Rouhani seems to have halted the expansion of the economic empire of the Revolutionary Guards, and their Commander, Gen. Mohammad Ali Jafari, has expressed his hostility to the new administration publicly. The corpulent Chief of Staff of the Armed Forces, General Hassan Firuzabadi, has countered by expressing his support for the president, but this may be of little consolation. The recent absence from the political scene of General Qassem Suleimani, Commander of the Quds Force of the Revolutionary Guards, was difficult to interpret, but the desperate crisis in Iraq forced the Iranian government to dispatch him to Baghdad, and it acted fully prepared to take advantage of the move to talk to the United States.
Under these circumstances, it is hardly surprising that the hardline opposition to Rouhani is restive.

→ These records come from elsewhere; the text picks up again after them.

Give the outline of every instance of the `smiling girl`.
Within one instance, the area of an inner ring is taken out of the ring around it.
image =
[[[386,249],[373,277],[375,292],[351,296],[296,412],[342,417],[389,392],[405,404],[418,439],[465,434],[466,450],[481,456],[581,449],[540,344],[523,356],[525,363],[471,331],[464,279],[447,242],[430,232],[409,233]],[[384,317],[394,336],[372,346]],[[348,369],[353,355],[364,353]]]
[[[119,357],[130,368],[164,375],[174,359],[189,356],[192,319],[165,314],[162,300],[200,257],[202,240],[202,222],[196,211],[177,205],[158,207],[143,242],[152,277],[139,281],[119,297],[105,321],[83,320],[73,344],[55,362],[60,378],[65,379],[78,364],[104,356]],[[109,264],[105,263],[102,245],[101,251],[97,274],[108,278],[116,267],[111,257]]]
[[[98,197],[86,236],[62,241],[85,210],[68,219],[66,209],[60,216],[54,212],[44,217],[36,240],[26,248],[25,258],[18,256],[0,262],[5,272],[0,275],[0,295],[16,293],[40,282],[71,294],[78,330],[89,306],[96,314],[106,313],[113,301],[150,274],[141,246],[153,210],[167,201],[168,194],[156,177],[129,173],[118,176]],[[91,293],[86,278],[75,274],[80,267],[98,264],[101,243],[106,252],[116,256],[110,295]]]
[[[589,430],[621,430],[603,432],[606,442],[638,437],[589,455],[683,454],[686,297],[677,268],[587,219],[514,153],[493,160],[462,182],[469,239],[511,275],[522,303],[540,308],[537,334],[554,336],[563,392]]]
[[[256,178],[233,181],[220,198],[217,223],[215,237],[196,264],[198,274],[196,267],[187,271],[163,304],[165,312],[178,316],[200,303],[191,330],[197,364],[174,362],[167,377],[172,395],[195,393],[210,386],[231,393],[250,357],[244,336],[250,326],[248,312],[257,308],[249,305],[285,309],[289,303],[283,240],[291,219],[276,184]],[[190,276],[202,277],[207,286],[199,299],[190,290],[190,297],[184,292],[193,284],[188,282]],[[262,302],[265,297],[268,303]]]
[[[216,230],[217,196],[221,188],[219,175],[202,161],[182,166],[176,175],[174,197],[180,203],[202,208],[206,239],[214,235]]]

The hardliners are uncertain whether to renew Khamenei's old campaign against Western "cultural invasion," or to count on his so far unabated anti-Americanism by attacking Rouhani for selling out to the Great Satan.
In short, after a year in power, Rouhani's program of economic development, environmental clean-up and health care is proceeding smoothly and quietly. But given its political context, could this be calm before the storm? Much depends on whether or not there is a deal with the US by July 20. The likelihood of such a deal has unexpectedly increased by the common interest of Iran and the United States in stopping the collapse of Iraq.